Ford's firings reflect the cold reality facing today's employees, work force experts said.
"It used to be that if there was a downsizing, it would happen in a way that would show that you're taking care of us, that you're being a caring employer," Ellen Kossek, a professor of human resource management at Michigan State University, said Thursday. "Ford is not going out of its way to not be a nice employer. They are just making the difficult choices."
Here goes "the employee discount for everyone"....
I wonder how many on the "management team" are being let go for agreeing to the crazy and very costly union agreements..
At one time, these giant industrial bureaucracies could support themselves, given a domestic-only market environment. That has changed as we know -- like GM, Ford has learned it cannot support an "internal welfare state" which generates loads of unfunded debt..it is a world market now, with outside competitive standards and pressures.
Either trim down, or lose market share...in a big way.
Ding! Ding! Ding! Ding! Ding! ...
Welcome to the club 'Ford Employees'. Ain't Corporate America Grand.
I guess the world has some new Honda and Toyota customers.
I was gonna spin it as: "At least they get to keep the employee discount." Like everybody else in America.
Ford made junk for years.
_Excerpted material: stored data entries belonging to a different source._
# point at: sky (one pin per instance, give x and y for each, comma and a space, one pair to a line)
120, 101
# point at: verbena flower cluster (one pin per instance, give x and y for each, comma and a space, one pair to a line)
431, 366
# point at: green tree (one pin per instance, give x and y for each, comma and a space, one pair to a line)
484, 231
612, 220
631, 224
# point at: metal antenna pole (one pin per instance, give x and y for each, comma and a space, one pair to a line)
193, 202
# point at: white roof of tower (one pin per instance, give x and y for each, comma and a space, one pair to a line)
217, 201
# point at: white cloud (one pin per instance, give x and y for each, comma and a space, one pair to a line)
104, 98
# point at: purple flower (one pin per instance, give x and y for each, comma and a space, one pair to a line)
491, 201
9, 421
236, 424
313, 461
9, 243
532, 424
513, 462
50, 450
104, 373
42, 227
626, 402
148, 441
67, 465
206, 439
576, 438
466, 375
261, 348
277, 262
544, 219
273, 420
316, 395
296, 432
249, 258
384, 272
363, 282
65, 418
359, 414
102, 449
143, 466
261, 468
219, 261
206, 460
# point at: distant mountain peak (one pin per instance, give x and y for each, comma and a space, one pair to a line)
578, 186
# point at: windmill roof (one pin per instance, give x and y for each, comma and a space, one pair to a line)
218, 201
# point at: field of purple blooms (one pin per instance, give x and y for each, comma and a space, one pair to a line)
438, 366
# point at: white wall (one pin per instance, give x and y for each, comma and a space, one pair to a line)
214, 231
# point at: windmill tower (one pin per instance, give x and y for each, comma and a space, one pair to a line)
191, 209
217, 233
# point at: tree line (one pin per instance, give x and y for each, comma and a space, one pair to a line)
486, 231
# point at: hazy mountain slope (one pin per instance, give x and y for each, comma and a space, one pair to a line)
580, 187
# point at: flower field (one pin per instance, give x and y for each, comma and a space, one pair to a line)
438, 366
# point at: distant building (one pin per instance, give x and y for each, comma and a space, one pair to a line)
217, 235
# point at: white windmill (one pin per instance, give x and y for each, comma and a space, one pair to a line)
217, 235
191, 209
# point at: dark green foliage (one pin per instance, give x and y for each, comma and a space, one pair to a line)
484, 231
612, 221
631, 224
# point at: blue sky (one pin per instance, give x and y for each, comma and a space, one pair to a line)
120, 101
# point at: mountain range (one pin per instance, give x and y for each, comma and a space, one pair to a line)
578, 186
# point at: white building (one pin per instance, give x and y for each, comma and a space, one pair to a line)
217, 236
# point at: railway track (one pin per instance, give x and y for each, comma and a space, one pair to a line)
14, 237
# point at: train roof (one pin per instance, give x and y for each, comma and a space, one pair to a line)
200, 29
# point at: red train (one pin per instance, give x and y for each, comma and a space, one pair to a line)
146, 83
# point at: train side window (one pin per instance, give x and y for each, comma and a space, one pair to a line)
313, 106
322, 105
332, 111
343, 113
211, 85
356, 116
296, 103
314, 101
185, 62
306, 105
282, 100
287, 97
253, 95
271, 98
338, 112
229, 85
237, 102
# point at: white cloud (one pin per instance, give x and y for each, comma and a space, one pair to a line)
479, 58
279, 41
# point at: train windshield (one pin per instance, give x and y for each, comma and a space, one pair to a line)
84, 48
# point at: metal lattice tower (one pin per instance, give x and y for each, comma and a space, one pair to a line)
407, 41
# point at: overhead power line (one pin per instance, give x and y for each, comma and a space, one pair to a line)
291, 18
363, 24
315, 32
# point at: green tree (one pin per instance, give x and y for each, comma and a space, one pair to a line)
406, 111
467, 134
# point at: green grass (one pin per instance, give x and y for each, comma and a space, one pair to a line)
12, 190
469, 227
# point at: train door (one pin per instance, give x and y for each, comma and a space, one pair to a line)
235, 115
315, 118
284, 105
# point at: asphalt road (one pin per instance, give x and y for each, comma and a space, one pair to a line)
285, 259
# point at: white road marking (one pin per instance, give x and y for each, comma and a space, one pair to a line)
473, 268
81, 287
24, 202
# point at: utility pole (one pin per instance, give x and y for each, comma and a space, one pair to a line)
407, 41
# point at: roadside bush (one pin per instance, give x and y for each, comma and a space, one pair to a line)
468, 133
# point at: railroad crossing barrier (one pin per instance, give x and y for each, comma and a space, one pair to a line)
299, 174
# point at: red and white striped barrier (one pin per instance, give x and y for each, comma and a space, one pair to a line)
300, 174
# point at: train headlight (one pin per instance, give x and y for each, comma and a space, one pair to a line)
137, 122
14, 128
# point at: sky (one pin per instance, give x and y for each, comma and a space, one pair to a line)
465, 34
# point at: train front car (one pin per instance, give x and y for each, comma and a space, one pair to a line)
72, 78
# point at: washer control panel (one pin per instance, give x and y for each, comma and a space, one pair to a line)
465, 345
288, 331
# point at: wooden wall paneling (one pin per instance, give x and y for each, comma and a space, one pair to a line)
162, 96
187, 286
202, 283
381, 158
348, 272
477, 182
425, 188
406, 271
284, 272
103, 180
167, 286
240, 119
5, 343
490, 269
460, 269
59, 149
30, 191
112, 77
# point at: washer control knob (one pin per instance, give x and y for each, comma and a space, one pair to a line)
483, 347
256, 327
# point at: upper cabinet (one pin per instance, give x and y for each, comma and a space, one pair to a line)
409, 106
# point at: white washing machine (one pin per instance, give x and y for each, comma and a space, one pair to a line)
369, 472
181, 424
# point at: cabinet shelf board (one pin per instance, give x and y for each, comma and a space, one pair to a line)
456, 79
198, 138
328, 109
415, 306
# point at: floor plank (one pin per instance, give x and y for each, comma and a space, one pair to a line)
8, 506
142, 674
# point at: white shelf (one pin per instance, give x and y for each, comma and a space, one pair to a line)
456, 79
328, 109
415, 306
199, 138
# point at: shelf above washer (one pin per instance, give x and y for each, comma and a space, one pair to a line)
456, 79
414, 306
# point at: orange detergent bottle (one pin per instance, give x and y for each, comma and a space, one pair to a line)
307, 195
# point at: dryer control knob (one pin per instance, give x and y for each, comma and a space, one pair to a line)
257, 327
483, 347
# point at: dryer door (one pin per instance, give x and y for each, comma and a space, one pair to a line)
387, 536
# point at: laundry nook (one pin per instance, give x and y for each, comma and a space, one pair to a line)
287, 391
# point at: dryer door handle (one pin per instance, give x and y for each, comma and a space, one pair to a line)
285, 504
They didn't care. They dismissed the thought of foreign competition. Deuce drove the Pinto around the race track once and gave the go-ahead, so the legend goes.
American car makers have not left the dream world of the 1950's. I used to wonder how they could give away so much money for wages and benefits. Now GM is known as a benefits company that also makes cars.
Why don't they find a way to turn 50% of their cars into hybrids while still keeping them looking like real cars.
Given todays' current oil market, I do believe they would sell.
Regards, Ivan
"It used to be that if there was a downsizing, it would happen in a way that would show that you're taking care of us, that you're being a caring employer..."
(14 year DEC employee who was thrown out the door one fine day during Bob Palmer's 'downsizing' so he could leave with a $52 million platinum parachute)
I guess they never thought of a catapult on the roof.
"American car makers have not left the dream world of the 1950's."
American Car manufacturers and unions have the same business model as they had in the 50s, I read recently where Ford feels the biggest challenge is securing a CBA with UAW.
Ford, GM and Chrysler are on their last legs unless they get bold visionaries in leadership and throw out this 1950's model and the unions that go with it.
You couldn't pay me enough to even test drive their junks, and I drove Fords for 30 years long ago.
I was thinking the same thing.
The "giant sucking sound" Ross Perot used to talk about is here. It is not just Mexico sucking away American jobs. It is China, Taiwan, Japan, South Korea, India, Singapore, Thailand, Central and South America, and any other country with low wage workers. We are reaping the consequences of globalization.